Camera

Contents

Camera#

class cabaret.Camera(name: str = 'gaia-camera-simulated', width: int = 1024, height: int = 1024, bin_x: int = 1, bin_y: int = 1, pitch: float = 13.5, plate_scale: float | None = None, max_adu: int = 65535, well_depth: int = 65535, bias: int = 300, gain: float = 1.0, read_noise: float = 6.2, dark_current: float = 0.2, average_quantum_efficiency: float = 0.8, rotation: float = 0.0, pixel_defects: dict | None = None)[source]#

Camera configuration and properties.

Examples

Create a camera with multiple pixel defects:

>>> from cabaret import Camera, Observatory, Sources
>>> pixel_defects = {
...     "cold": {"type": "constant", "value": 0, "rate": 0.01, "seed": 1},
...     "noise": {"type": "noise", "rate": 0.02, "noise_level": 100, "seed": 2},
...     "qe": {"type": "quantum_efficiency_map", "seed": 3},
...     "smear": {"type": "readout_smear", "readout_time": 1},
... }
>>> camera = Camera(width=1024, height=1024, pixel_defects=pixel_defects)
>>> observatory = Observatory(camera=camera)
>>> sources = Sources.get_test_sources()
>>> ra, dec = sources.center

Now generate an image with and without pixel defects:

>>> _, clean_image, image = observatory.generate_image_stack(
...     ra=ra, dec=dec, exp_time=10, seed=42, sources=sources,
...     convert_all_to_adu=True
... )

To plot the images, you can use the plot_image function from cabaret.plot:

>>> from cabaret.plot import plot_image
>>> import matplotlib.pyplot as plt
>>> fig, axes = plt.subplots(1, 2, figsize=(7, 5), sharex=True, sharey=True)
>>> _ = plot_image(clean_image, ax=axes[0], title="Image without defects")
>>> _ = plot_image(image, ax=axes[1], title="Image with multiple defects")
>>> plt.subplots_adjust(wspace=0.1)
>>> plt.show()

Methods

__init__([name, width, height, bin_x, ...])

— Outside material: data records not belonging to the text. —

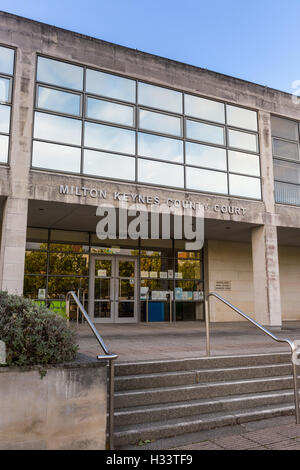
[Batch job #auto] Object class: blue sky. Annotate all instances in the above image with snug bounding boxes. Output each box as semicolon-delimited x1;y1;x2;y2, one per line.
0;0;300;92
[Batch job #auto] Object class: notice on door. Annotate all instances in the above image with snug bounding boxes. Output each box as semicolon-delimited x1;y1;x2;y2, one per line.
97;269;107;277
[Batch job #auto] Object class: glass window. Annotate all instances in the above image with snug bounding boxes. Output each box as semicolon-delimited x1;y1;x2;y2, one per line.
83;150;135;181
37;86;81;116
84;122;135;154
0;105;10;134
86;69;135;103
0;77;10;102
271;116;299;140
228;150;260;176
184;95;225;123
185;142;227;171
274;160;300;184
49;251;89;276
25;250;47;274
275;181;300;206
138;132;183;163
138;82;182;114
138;158;184;188
37;57;83;90
0;46;15;75
32;142;81;173
34;112;82;145
273;139;299;160
0;135;8;163
139;109;181;136
226;105;257;131
86;98;134;126
228;129;258;152
186;119;224;145
186;167;228;194
229;175;261;199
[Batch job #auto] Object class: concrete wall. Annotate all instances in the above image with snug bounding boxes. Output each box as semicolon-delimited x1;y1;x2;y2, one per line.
0;361;106;450
206;240;255;322
278;246;300;320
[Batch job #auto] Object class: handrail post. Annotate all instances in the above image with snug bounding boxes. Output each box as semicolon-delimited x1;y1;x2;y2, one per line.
291;343;300;424
108;359;115;450
66;291;118;450
205;297;210;356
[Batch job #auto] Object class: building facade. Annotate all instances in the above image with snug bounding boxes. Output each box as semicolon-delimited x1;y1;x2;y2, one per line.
0;12;300;326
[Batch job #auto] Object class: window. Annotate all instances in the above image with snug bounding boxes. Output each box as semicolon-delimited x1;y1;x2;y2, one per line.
34;113;81;145
32;142;81;173
138;158;184;188
186;167;228;194
139;109;181;136
274;159;300;184
138;82;182;114
0;46;15;75
86;97;134;126
37;57;83;90
228;150;260;176
0;135;8;163
229;175;261;199
37;86;81;116
0;46;15;163
138;132;183;163
184;95;225;124
86;69;136;103
185;142;227;171
0;77;10;103
228;129;258;152
226;105;257;131
0;105;10;134
84;122;135;154
31;54;260;198
271;116;300;206
83;150;135;181
271;116;299;140
186;120;224;145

apply_post_base_defects(image, exp_time)

Apply defects that follow the base image (e.g. constant hot/cold pixels).

apply_pre_base_defects(image, exp_time)

Apply defects that must precede the base image (e.g. readout smear).

bin_image(image)

Bin the image according to the camera's binning factors.

create_ideal_camera(**kwargs)

Create a defect-free camera.

get_fov_radius()

Half-diagonal field radius in degrees.

get_wcs(center)

Get a WCS object for the camera centered at the given sky coordinate.

make_base_image(exp_time[, rng])

Generate the detector base image (bias, dark, read noise).

on_camera_mask(pixel_coords)

Clip the given pixel coordinates to the camera's bounds.

set_plate_scale_from_focal_length(focal_length)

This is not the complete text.